TRAVEL_AND_LOCAL : 13984077.710144928
DATING : 854028.8303030303
BUSINESS : 1712290.1474201474
MAPS_AND_NAVIGATION : 4056941.7741935486
PARENTING : 542603.6206896552
SPORTS : 3638640.1428571427
GAME : 15588015.603248259
AUTO_AND_VEHICLES : 647317.8170731707
VIDEO_PLAYERS : 24727872.452830188
HOUSE_AND_HOME : 1331540.5616438356
EVENTS : 253542.22222222222
FINANCE : 1387692.475609756
EDUCATION : 1833495.145631068
COMMUNICATION : 38456119.167247385
ART_AND_DESIGN : 1986335.0877192982
BEAUTY : 513151.88679245283
PHOTOGRAPHY : 17840110.40229885
FOOD_AND_DRINK : 1924897.7363636363
BOOKS_AND_REFERENCE : 8767811.894736841
HEALTH_AND_FITNESS : 4188821.9853479853
SHOPPING : 7036877.311557789
ENTERTAINMENT : 11640705.88235294
SOCIAL : 23253652.127118643
PRODUCTIVITY : 16787331.344927534
MEDICAL : 120550.61980830671
COMICS : 817657.2727272727
FAMILY : 3695641.8198090694
TOOLS : 10801391.298666667
WEATHER : 5074486.197183099
PERSONALIZATION : 5201482.6122448975
LIFESTYLE : 1437816.2687861272
NEWS_A

On average, communications apps have the most installs (38,456,119). This number is heavily skewed by popular apps with installs 1,000,000,000+. Some with 500,000,000+ and 100,000,000+  (What's App, Skype, Messenger, etc.)

In [32]:
for app in android_final:
    if app[1] == 'COMMUNICATION' and (app[5] == '1,000,000,000+' or app[5] == '500,000,000+' or app[5] == '100,000,000+'):
        print(app[0], ':', app[5])

WhatsApp Messenger : 1,000,000,000+
imo beta free calls and text : 100,000,000+
Android Messages : 100,000,000+
Google Duo - High Quality Video Calls : 500,000,000+
Messenger – Text and Video Chat for Free : 1,000,000,000+
imo free video calls and chat : 500,000,000+
Skype - free IM & video calls : 1,000,000,000+
Who : 100,000,000+
GO SMS Pro - Messenger, Free Themes, Emoji : 100,000,000+
LINE: Free Calls & Messages : 500,000,000+
Google Chrome: Fast & Secure : 1,000,000,000+
Firefox Browser fast & private : 100,000,000+
UC Browser - Fast Download Private & Secure : 500,000,000+
Gmail : 1,000,000,000+
Hangouts : 1,000,000,000+
Messenger Lite: Free Calls & Messages : 100,000,000+
Kik : 100,000,000+
KakaoTalk: Free Calls & Text : 100,000,000+
Opera Mini - fast web browser : 100,000,000+
Opera Browser: Fast and Secure : 100,000,000+
Telegram : 100,000,000+
Truecaller: Caller ID, SMS spam blocking & Dialer : 100,000,000+
UC Browser Mini -Tiny Fast Private & Secure : 100,000,000+
Viber Mess

If we removed all the communication apps with over 100,000,000+, the average would probably be significantly reduced.

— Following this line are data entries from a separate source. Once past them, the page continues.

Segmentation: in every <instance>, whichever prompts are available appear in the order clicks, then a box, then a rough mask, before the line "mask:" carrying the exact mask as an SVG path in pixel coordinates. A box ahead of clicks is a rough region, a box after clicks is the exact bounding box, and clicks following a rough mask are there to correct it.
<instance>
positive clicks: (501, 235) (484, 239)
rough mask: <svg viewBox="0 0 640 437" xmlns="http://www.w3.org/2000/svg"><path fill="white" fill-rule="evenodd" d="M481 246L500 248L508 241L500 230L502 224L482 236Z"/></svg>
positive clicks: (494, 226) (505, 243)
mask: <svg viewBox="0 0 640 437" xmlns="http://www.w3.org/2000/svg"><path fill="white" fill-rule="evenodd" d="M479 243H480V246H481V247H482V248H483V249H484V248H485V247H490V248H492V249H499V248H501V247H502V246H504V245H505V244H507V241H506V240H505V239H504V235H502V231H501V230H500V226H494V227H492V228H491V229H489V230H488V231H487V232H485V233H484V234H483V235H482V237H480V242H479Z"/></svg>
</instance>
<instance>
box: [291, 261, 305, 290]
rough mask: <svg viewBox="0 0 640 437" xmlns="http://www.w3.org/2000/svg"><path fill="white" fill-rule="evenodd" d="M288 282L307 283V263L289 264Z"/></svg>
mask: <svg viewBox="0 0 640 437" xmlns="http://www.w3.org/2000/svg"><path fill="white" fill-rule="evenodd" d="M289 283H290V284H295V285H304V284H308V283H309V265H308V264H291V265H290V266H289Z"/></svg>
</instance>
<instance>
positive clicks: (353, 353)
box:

Other runner up categories such as video playing or social networking, will have apps that heavily skew results as well (Facebook, Instagram, YouTube). The main concern is that these app genres may seem more popular than they actually are.

The books and references is fairly popular and would interesting to explore with more depth. We found this app to have some potential in the App Store and our aim is to find a profitable genre for both the App Store and Google Play Store.